Failure mode coverage
Beyond happy-path tasks, include:
- Adversarial inputs — known prompt-injection patterns.
- Tool failures — what happens when a tool returns an error.
- Token-budget edges — what happens at the limit.
- Identity edge cases — different user types, different scopes.
Without these, your benchmark catches drift but not regression in important corners.
Scoring
Three categories, used together:
Deterministic scorers
For tasks with verifiable outputs (extracted entity matches expected, tool call shape matches expected). Cheap, exact.
LLM-as-judge
For open-ended outputs (summary quality, response helpfulness). Calibrate against human labels.
Pass/fail rubrics
A list of yes/no checks per scenario. Fast to apply, easy to communicate.
Most scenarios use 2–3 of these in combination.
Versioning the suite
A working pattern:
- Scenarios are immutable once added.
- Scoring is versioned alongside the scenario; old scores comparable.
- Suite version bumps when 10%+ of scenarios change.
Every benchmark run records: suite version, agent version, model version, prompt version. Comparable across time.
Detecting drift vs regression
Two modes:
- Drift — slow change in score over many runs. Often vendor-side.
- Regression — sudden change after one of your changes.
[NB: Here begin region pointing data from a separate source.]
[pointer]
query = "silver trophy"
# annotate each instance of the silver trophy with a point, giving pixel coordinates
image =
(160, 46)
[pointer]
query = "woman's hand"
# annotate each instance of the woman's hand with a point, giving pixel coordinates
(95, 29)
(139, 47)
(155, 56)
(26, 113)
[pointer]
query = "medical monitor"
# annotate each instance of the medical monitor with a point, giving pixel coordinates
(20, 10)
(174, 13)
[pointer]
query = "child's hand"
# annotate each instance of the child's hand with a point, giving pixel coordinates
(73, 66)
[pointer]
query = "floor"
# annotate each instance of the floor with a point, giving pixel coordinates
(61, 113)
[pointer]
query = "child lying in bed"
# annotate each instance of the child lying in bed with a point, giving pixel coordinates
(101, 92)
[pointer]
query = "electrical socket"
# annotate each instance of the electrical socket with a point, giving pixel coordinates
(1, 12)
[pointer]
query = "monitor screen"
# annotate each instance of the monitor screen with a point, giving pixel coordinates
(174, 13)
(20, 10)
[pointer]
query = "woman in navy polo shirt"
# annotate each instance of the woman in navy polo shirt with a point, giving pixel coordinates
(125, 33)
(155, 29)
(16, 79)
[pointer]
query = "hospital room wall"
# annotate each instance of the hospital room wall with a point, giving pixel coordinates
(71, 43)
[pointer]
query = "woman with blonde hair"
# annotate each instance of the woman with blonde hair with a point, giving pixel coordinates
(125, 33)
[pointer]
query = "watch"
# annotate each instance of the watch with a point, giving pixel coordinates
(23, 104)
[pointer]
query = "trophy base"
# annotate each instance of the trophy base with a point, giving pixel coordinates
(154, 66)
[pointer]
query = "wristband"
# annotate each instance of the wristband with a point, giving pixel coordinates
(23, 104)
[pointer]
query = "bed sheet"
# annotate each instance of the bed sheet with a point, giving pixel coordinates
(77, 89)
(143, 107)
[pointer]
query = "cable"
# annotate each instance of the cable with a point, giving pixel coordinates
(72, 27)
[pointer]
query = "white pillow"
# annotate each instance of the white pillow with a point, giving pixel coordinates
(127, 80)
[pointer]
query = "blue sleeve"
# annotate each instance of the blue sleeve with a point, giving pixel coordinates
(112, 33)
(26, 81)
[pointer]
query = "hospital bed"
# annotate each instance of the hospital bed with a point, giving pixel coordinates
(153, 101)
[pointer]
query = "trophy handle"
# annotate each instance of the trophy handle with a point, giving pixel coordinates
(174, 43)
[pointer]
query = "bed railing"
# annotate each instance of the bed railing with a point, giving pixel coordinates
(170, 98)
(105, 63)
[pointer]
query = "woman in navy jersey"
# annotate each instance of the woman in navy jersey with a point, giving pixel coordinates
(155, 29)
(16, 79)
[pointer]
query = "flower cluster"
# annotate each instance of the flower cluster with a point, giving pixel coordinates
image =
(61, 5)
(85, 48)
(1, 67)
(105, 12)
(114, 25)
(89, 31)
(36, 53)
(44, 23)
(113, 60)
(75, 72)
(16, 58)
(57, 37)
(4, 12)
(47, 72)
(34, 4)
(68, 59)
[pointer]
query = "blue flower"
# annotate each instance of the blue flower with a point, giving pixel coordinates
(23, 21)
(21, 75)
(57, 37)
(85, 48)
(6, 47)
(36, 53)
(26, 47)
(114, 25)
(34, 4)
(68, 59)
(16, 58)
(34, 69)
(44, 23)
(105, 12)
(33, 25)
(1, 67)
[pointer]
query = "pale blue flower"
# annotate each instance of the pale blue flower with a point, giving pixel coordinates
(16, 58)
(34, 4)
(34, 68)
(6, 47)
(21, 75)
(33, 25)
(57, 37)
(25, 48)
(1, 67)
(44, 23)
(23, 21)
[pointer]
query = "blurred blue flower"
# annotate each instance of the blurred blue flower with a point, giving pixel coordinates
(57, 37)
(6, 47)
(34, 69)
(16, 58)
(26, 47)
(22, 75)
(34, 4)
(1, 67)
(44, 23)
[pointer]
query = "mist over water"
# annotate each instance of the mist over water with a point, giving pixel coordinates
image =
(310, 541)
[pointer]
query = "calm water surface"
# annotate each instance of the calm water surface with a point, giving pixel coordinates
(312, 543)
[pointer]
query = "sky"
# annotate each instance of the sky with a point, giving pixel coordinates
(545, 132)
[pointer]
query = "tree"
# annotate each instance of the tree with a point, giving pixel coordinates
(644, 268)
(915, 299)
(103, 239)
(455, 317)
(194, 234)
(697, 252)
Plot score over time per task class. Drift shows as gradual; regression shows as a step. Both warrant investigation; the source is different.
Anti-patterns
Three suite designs that produce false confidence:
- All happy-path — misses real regressions.
- No baseline — score in isolation tells you nothing.
- Frequent rebalancing — comparing across versions becomes impossible.
Comparing your suite to public benchmarks
Public benchmarks (MMLU, GSM8K, SWE-bench) are useful as cross-checks. Track them quarterly:
- Did the model regress on a public benchmark in a way your suite missed?
- Did your suite catch a regression the public ones did not?
Both directions inform suite design. The latter is the goal: your suite catches what matters to you that public ones cannot see.
CI integration
Benchmark on every:
- Prompt change.
- Tool change.
- Model upgrade (vendor or your routing).
- Agent SDK upgrade.
Block production rollouts on score regression beyond a threshold (typically 2–5%).
Common mistakes
- Trusting public benchmarks — they do not measure what you care about.
- Suite never grows — coverage stalls; new failure modes go undetected.
- Suite only grows — too expensive to run; nobody runs it.
- No human review of LLM judges — judges drift; calibrate.
Where this is heading
Three trends by 2027: shared-and-customisable benchmark frameworks (clone, modify per agent), benchmark-as-a-service products, and standardised reporting formats so agent benchmark scores become comparable across teams.